I am trying the perform a dot product between the columns of two tensors. I am trying to do this in the most efficient way possible. However, my two methods are not matching up.
My first method using torch.sum(torch.mul(a, b), axis=0)
gives me my expected results, torch.einsum('ji, ji -> i', a, b)
(take from Efficient method to compute the row-wise dot product of two square matrices of the same size in PyTorch - Stack Overflow) does not.
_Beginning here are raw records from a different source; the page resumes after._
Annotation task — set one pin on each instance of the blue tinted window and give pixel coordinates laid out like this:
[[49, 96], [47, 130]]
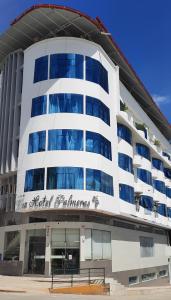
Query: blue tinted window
[[96, 108], [169, 212], [167, 155], [144, 175], [167, 173], [161, 209], [41, 69], [125, 162], [124, 133], [146, 202], [96, 143], [64, 178], [97, 180], [126, 193], [66, 103], [143, 151], [38, 106], [157, 164], [159, 186], [37, 141], [95, 72], [34, 180], [168, 192], [65, 139], [67, 65]]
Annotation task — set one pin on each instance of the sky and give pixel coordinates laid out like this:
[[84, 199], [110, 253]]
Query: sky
[[141, 29]]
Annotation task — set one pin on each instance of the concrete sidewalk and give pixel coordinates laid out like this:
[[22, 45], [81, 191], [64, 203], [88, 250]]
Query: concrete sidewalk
[[38, 285]]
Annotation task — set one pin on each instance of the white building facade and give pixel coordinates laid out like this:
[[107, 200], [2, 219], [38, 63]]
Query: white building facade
[[85, 156]]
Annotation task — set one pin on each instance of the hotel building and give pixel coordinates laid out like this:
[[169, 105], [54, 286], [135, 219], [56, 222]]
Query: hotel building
[[85, 158]]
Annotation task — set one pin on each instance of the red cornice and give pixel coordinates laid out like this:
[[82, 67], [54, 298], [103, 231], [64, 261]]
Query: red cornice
[[100, 25]]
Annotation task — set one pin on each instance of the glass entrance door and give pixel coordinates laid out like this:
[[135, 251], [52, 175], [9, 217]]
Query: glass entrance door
[[35, 251], [65, 256], [36, 261], [66, 261]]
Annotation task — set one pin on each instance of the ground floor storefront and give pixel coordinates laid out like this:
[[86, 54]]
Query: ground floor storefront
[[129, 253]]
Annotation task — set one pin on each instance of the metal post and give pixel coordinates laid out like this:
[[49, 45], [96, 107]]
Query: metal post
[[71, 279]]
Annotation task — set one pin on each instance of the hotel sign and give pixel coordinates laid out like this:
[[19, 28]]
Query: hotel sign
[[59, 201]]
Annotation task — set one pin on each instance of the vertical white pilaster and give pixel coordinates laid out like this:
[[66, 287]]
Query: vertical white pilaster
[[2, 242], [82, 242], [48, 252], [22, 244]]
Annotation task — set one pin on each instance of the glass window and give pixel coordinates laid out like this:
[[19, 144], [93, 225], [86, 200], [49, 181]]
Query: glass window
[[167, 155], [38, 106], [95, 72], [133, 280], [159, 186], [41, 69], [96, 143], [97, 244], [168, 192], [143, 151], [66, 103], [125, 162], [146, 246], [34, 180], [161, 209], [126, 193], [148, 276], [37, 142], [169, 212], [167, 173], [157, 164], [96, 108], [65, 139], [97, 180], [12, 245], [124, 133], [64, 178], [144, 175], [67, 65], [146, 202]]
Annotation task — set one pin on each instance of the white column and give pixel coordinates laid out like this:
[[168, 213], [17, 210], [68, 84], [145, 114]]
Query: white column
[[82, 242], [22, 247], [48, 252], [2, 242]]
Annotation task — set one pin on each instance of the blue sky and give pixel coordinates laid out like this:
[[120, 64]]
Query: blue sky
[[140, 28]]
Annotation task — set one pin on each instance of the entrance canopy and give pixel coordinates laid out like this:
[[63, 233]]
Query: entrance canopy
[[46, 21]]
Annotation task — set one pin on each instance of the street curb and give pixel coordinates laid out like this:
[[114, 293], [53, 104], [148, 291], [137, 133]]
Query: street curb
[[11, 291]]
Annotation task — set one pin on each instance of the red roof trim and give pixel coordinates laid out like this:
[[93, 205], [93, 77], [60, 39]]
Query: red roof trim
[[123, 56], [99, 24], [37, 6]]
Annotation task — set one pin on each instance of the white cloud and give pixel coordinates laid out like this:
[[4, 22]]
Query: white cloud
[[159, 99]]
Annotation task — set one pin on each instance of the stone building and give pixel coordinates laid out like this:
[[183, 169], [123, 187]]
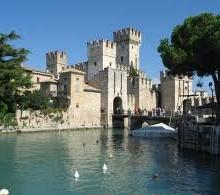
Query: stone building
[[174, 90], [101, 85]]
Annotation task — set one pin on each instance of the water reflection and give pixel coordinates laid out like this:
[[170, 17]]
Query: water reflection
[[45, 163]]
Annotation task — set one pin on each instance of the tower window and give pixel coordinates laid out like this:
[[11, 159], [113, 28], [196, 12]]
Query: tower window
[[122, 59]]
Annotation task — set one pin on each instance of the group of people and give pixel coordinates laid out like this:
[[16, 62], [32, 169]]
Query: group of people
[[158, 112]]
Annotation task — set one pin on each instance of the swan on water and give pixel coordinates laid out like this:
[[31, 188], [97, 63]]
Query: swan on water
[[4, 192], [155, 176], [104, 167], [110, 156], [76, 175]]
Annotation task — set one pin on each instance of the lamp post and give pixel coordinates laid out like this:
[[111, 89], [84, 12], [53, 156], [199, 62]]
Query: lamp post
[[212, 90]]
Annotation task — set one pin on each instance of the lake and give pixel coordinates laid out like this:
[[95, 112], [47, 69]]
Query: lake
[[45, 163]]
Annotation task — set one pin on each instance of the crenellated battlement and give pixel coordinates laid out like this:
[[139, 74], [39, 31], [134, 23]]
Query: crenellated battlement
[[56, 57], [127, 34], [82, 66], [101, 43]]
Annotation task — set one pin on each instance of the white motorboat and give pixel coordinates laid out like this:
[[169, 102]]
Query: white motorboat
[[157, 130]]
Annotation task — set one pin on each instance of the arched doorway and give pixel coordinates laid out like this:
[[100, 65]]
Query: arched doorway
[[117, 106]]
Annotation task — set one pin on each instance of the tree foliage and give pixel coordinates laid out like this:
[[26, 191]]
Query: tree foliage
[[13, 79], [194, 48]]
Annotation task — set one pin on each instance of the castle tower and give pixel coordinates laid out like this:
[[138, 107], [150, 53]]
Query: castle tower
[[56, 61], [128, 43], [101, 54], [174, 90]]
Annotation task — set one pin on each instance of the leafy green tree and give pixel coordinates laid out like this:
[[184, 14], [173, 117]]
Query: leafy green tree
[[194, 49], [13, 78]]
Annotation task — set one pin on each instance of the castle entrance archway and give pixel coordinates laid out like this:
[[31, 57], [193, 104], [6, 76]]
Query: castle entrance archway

The reproducible code is below:
import torch
device = torch.device('cuda' if torch.cuda.is_available() else 'cpu')
torch.manual_seed(0)
a = torch.randn(3,1, dtype=torch.float).to(device)
b = torch.randn(3,4, dtype=torch.float).to(device)
print(f"a : \n{a}\n")
print(f"b : \n{b}\n")
print(f"Expected: {a[0,0]*b[0,0] + a[1,0]*b[1,0] + a[2,0]*b[2,0]}")
c = torch.sum(torch.mul(a, b), axis=0)
print(f"sum and mul: {c[0].item()}")
d = torch.einsum('ji, ji -> i', a, b)
print(f"einsum: {d[0].item()}\n")
print(torch.eq(c,d))
Notes:
On the CPU (all I did was remove the .to(device)
) the last line torch.eq(c,d)
is all true however, I need the tensors to be on the GPU.
Also for some seeds such as torch.manual_seed(100)
the tensor are equal…
I feel like it has to be something with einsum because I can get my expect answer other ways.